Mister G cleared his throat.

“Hey, leave the kid alone,” he said in a reasonable voice.

“What?” Frankie McCarthy said. “Wha’d you say?”

“I said leave the kid alone,” Mister G said, annoyed now. “Kid broke his ass shovelin’ snow, let him keep his money.”

“This is none of your fuckin’ business, pal.”

“It’s my candy store,” Mister G said. “I don’t like extortion going on in my store.”

“You Jew prick,” Frankie McCarthy said, ignoring Sonny and moving to the counter. “How’d you like me to turn this place into a fuckin’ parkin’ lot?”

Michael moved away, toward the rear of the store, his back to the pay phone. Something bad is about to happen, he thought. I wish I could stop it. I wish I was bigger and stronger. I wish I could step over and grab Frankie McCarthy by the neck and throw him into the goddamned snow. I wish.

Jimmy Kabinsky was near the door now, and Sonny gestured with his head for Michael to follow them out into the snow. Michael started to ease behind Frankie McCarthy.

“Stay right there, kid,” he said to Michael, his nostrils flaring. “I wanna show you how to deal with a Jew prick like this.”

Mister G slammed the counter. “Don’t you dare call me a Jew prick, you… you Irish son of a bitch!”

Frankie McCarthy exploded. With one hand he swept the tiered rack of candies off the glass-topped counter. Pivoting, he used the other hand to sweep the cigar boxes onto the floor. Then he stomped on the cigars, his lips curling, the broken tooth showing. He turned and jerked the comic rack off the wall, littering the floor with Blue Bolt and Sheena and Captain Marvel. He kicked at the comic books, driving them into the air. Michael tried to say a word, but it would not come.

Then Frankie saw Mister G lifting a telephone and he leaped for him, grabbed the phone, and smashed the top of the counter, splintering the glass. He wasn’t finished. He turned and hammered Mister G with the phone. The eyeglasses dangled from one ear. Blood spurted from the old man’s nose, and he held his face in pain, hunching before the next blow. Sonny and Jimmy opened the door and rushed out. The door slammed behind them. Michael didn’t move.

“That’s how you deal with a Jew prick like this,” Frankie McCarthy said, smiling through tight lips.

Then his eyes widened again in a kind of frenzy, and in the tight space behind the counter, he kicked and stomped at the fallen man, who made small whimpering sounds of futile protest while Frankie screamed: “You cocksucker, you Jew cocksucker! You motherfucker!” Then Frankie jerked the ornate cash register from its shelf, grunted as he raised it over his head, and hurled it down on Mister G. The cash drawer sprang open with a jangled sound and change rolled on the wooden floor.

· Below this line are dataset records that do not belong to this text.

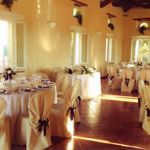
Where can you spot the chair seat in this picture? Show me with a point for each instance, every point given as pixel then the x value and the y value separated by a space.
pixel 60 123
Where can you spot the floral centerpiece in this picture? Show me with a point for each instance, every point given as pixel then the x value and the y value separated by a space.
pixel 8 73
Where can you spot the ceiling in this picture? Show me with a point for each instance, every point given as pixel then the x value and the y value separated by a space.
pixel 126 4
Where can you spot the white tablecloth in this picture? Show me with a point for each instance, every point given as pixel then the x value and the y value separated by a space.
pixel 17 103
pixel 90 84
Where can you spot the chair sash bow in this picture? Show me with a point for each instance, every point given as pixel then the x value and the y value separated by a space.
pixel 111 77
pixel 78 101
pixel 127 81
pixel 139 101
pixel 147 111
pixel 43 124
pixel 71 111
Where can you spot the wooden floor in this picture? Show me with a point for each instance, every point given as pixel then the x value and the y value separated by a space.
pixel 109 122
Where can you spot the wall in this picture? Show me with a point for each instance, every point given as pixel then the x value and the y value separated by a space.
pixel 50 47
pixel 130 29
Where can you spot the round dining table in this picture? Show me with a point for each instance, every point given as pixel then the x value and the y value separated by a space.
pixel 17 103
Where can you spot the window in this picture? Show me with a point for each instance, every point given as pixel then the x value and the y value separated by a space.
pixel 110 53
pixel 12 51
pixel 140 49
pixel 78 48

In a calm way, Frankie picked up some bills and change and then turned to Michael.

“You didn’t see a fuckin’ thing, did you, kid?”

Michael said nothing.

Did you?”

Michael shook his head no. Then Frankie McCarthy smiled and reached over for a pack of Lucky Strikes. He hefted them and went to the door.

“All I wanted from this Jew prick was some cigarettes, for chrissakes.”

He went out, leaving the door open to the cold air. For a long, heart-thumping moment, Michael did not move. He wanted Sonny and Jimmy to return, to help him decide what to do. They didn’t come back. Slowly, Michael walked around the counter and saw that Mister G was weeping, his face to the wall, wet blood on his hands. The cash register lay on its side on the floor beside the scattered pages of the New York Post. Mister G’s eyes were shut. The boy touched his elbow.

“Mister G, I’m sorry,” he said. “Can I help you? Maybe—”

Mister G moaned, but did not speak. Michael backed away. Then he took the rabbi’s nickel from his pocket, went to the pay phone, and dialed the operator for an ambulance.